Ante lo cual Pendel, como casi siempre que le formulaban esta pregunta, respondió con una locuacidad acorde con ambas identidades:

—Pues por así decirlo, caballero, soy los dos en uno. Mi socio Braithwaite, lamento comunicarle, lleva muchos años muerto y enterrado. No obstante,
puedo
asegurarle que sus criterios se mantienen vivos y en perfecto estado de salud, y conforme a ellos se ha regido esta casa hasta la fecha, para alegría de cuantos lo conocieron.

Las frases de Pendel, cuando apuraba los recursos de su identidad profesional, poseían el vigor de un hombre que regresa al mundo conocido tras un largo exilio. Contenían asimismo más palabras de las que uno esperaba, sobre todo hacia el final, de igual modo que el pasaje de un concierto cuya culminación se prolonga más allá de las previsiones del público.

—No sabe cuánto lo siento —contestó Osnard después de un breve silencio, bajando la voz respetuosamente—. ¿Y de qué murió?

Y Pendel se dijo: Tiene gracia que la mayoría de la gente me pregunte eso, pero es comprensible, si consideramos que tarde o temprano a todos nos llega nuestra hora.

—Pues verá, señor Osnard, si hacemos caso al diagnóstico, fue una embolia —respondió con el tono resuelto que adoptan los hombres sanos para hablar de tales cuestiones—. Pero yo personalmente, para serle sincero, tiendo a pensar que murió de pena por el trágico cierre de nuestro establecimiento en Savile Row como consecuencia de unos gravámenes abusivos. Y si no es indiscreción, señor Osnard, ¿reside usted en Panamá, o está sólo de paso?

—Llegué a la ciudad hace un par de días, y espero quedarme aquí una temporada.

—Así pues, bienvenido a Panamá, y a propósito, ¿podría darme un teléfono de contacto por si se corta la comunicación, cosa que lamentablemente en este rincón del mundo ocurre con frecuencia?

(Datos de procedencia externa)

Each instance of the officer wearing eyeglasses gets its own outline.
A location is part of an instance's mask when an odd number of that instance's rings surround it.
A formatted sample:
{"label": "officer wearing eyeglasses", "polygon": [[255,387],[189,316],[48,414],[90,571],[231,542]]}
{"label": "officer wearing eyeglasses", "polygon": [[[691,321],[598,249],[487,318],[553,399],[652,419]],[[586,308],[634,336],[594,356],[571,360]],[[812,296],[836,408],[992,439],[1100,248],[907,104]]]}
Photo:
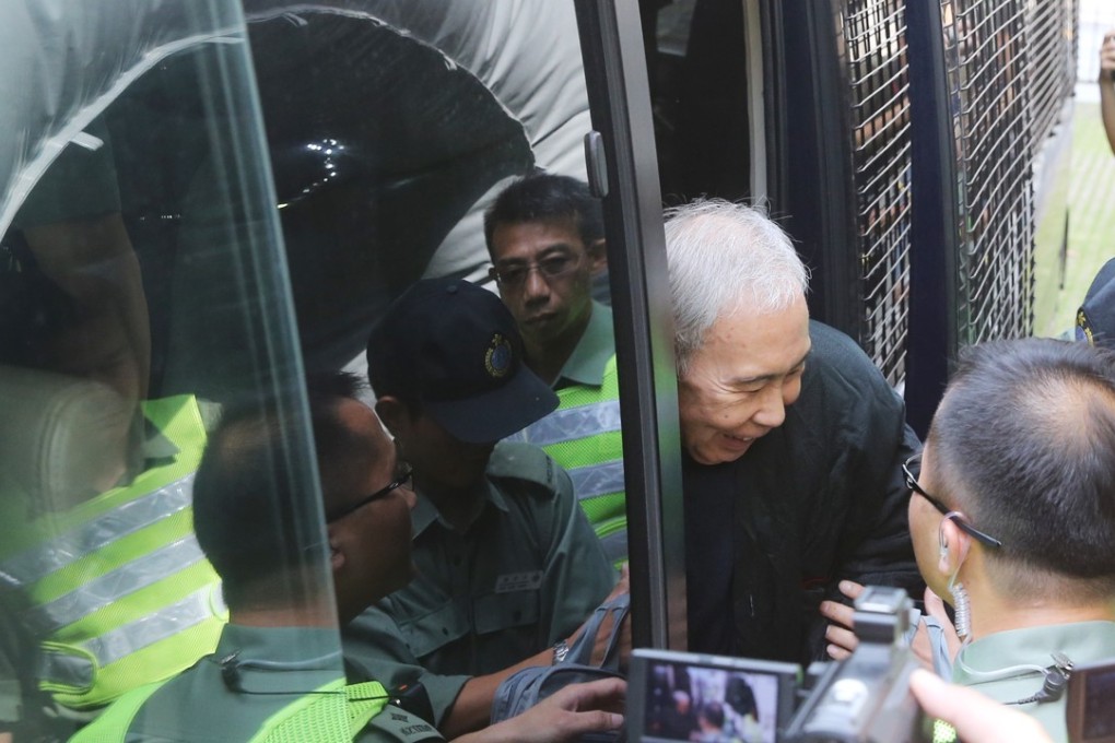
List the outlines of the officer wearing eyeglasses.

Los dos, como buenos ingleses, llevaban en la lengua la marca indeleble de sus respectivas dicciones. Para un Osnard, los orígenes de Pendel eran tan inequívocos como su afán por escapar de ellos. La voz de Pendel, aunque limada por el tiempo, no había perdido por completo el dejo de Leman Street, en el East End londinense. Si pronunciaba las vocales correctamente, lo traicionaban la cadencia y los hiatos. E incluso si todo era correcto, resultaba un tanto pretencioso en la elección del vocabulario. Para un Pendel, Osnard arrastraba las palabras como los groseros y privilegiados que desoían las quejas del tío Benny. Pero mientras ambos hablaban y escuchaban, Pendel tuvo la impresión de que nacía entre ellos una agradable complicidad, como entre dos exiliados dispuestos a olvidar sus prejuicios en favor de un vínculo común.